Editor’s note: Please note it appears that this decision relied on the employer’s policy which didn’t state that the employer is a "drug free" work place. It simply noted that employees can not use drugs on the premises or be under the influence.
Claimant Sustained Accident However No Disability Since Treating With Injections Weeks Prior to Injury
In Lester Taylor v. Penmac Personnel Services, Inc., v. Ace American Insurance Company, Injury No. 08-089380,the claimant was riding on a bus driven by a co-worker, at which time the co-worker made a turn, cutting the corner too tightly which caused the bus to travel into a ditch. The claimant fell out of his seat and onto the floor, and the co-worker continued to proceed uninterrupted to the destination. Upon arrival, the claimant got off the bus and expressed concern that his feet had become numb and he was experiencing pain in his low back. It was noted the claimant had a multitude of prior medical conditions including prior injuries to his lower back.
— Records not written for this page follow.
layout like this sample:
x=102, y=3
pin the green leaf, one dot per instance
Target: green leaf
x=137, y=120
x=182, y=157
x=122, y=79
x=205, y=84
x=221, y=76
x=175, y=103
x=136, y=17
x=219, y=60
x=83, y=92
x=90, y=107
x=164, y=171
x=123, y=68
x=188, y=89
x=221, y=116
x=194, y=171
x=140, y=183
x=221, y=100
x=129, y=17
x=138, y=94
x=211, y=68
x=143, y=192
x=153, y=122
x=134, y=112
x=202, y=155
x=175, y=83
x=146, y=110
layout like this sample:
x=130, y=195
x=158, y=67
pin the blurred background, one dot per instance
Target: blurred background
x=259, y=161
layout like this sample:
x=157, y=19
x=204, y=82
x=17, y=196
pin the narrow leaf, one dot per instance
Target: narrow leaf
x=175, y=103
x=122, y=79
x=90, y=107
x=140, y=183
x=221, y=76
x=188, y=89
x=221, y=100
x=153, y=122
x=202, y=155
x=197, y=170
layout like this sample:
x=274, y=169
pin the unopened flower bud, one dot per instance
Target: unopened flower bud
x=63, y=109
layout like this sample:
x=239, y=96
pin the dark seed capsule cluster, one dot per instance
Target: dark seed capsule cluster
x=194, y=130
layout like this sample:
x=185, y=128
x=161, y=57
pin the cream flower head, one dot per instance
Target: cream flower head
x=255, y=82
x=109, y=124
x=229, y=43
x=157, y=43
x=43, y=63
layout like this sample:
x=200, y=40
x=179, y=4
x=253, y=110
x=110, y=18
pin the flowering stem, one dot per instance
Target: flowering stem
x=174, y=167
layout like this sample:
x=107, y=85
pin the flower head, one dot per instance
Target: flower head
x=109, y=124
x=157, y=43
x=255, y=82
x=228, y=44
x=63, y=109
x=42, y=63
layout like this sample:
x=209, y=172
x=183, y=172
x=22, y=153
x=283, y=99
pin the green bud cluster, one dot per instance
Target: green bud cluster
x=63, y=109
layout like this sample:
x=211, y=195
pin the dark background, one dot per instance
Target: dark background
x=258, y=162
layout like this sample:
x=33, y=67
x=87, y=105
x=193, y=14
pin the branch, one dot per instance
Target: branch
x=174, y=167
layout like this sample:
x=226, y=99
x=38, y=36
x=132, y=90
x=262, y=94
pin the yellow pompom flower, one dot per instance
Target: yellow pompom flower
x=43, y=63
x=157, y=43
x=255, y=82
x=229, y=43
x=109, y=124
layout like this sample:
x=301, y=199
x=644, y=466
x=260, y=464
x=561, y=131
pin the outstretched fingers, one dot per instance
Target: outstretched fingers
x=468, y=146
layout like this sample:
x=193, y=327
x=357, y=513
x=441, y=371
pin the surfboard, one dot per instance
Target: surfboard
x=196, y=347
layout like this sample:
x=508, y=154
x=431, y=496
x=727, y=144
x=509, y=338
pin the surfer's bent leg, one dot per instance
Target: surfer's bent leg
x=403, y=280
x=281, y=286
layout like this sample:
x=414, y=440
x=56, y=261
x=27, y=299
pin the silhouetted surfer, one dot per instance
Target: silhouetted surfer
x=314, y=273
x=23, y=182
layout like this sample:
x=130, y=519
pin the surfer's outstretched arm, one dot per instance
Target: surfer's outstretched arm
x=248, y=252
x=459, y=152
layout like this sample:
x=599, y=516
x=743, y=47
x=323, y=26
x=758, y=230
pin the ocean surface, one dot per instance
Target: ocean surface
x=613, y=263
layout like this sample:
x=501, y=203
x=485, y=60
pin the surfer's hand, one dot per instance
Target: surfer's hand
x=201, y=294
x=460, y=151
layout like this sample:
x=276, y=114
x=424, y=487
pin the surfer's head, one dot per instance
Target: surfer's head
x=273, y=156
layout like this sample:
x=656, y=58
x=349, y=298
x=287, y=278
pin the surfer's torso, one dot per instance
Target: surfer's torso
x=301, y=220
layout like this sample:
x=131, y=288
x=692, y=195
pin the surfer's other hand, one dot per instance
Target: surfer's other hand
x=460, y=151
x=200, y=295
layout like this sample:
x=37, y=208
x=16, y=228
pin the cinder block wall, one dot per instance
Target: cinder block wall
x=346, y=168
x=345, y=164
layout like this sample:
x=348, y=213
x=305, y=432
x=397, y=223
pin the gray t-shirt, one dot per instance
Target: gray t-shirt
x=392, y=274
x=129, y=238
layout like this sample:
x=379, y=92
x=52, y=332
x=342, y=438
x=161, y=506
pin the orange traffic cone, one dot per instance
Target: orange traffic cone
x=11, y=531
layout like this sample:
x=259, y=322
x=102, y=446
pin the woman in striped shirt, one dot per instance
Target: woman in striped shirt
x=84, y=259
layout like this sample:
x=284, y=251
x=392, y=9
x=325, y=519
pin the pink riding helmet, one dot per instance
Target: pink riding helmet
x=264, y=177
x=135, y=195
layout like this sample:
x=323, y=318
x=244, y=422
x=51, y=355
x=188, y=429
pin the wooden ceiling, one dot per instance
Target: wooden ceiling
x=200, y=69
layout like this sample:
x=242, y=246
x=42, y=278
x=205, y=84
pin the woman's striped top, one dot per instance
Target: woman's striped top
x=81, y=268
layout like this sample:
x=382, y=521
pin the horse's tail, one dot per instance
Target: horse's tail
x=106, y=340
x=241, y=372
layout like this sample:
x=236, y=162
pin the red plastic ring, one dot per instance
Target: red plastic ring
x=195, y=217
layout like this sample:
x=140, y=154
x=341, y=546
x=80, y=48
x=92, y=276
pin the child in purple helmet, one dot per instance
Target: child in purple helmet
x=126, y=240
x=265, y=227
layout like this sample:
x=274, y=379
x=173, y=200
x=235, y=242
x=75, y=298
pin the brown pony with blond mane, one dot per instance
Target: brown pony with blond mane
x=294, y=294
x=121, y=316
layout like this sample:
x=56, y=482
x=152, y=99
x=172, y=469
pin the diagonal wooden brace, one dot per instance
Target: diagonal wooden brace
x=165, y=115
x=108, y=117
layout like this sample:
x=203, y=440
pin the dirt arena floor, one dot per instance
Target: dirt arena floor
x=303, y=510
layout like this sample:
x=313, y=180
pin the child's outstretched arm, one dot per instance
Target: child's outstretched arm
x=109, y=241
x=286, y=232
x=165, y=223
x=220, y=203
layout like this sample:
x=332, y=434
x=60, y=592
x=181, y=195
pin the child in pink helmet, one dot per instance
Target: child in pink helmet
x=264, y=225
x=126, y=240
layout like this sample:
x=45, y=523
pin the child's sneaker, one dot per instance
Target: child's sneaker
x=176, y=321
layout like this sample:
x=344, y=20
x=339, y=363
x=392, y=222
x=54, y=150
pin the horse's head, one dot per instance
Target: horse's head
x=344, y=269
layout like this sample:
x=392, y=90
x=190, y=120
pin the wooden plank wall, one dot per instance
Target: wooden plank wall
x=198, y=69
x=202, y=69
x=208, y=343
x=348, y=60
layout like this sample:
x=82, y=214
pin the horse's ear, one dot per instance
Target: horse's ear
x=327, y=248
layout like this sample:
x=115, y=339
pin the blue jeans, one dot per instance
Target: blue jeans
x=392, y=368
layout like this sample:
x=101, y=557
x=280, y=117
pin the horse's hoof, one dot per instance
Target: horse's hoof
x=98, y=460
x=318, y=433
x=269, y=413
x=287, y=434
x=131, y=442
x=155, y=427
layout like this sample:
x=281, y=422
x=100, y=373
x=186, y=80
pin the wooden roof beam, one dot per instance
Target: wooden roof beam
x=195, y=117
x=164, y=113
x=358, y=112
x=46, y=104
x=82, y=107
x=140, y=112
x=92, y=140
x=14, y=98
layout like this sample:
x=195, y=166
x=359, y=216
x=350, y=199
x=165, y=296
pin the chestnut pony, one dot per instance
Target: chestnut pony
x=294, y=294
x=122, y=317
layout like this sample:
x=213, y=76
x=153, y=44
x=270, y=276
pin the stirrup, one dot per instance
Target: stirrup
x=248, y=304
In fact, the claimant had received epidural injections just 6 weeks before this incident. Both medical experts agreed that there were no acute findings on the MRI. The claimant's expert also admitted that the claimant was given the same restrictions after the work injury as he had prior to the injury. The employer's expert opined that the claimant did not sustain any permanent disability as a result of the work injury.
The ALJ found that the claimant did sustain an accident which caused him to sustain a soft tissue injury to his lumbar spine. However, the ALJ noted that it was significant that the claimant was treating and had undergone epidural steroid injections in his low back a month and a half prior to the injury. Also, according to the expert testimony, there was no change in pathology between an MRI which was performed before the work injury, and the MRI that was performed after the work injury. Furthermore, the claimant’s symptoms prior to and after the injury were essentially the same. Therefore, the ALJ found that the claimant did not sustain any permanent disability as a result of the work injury. The Commission affirmed the Award of the ALJ.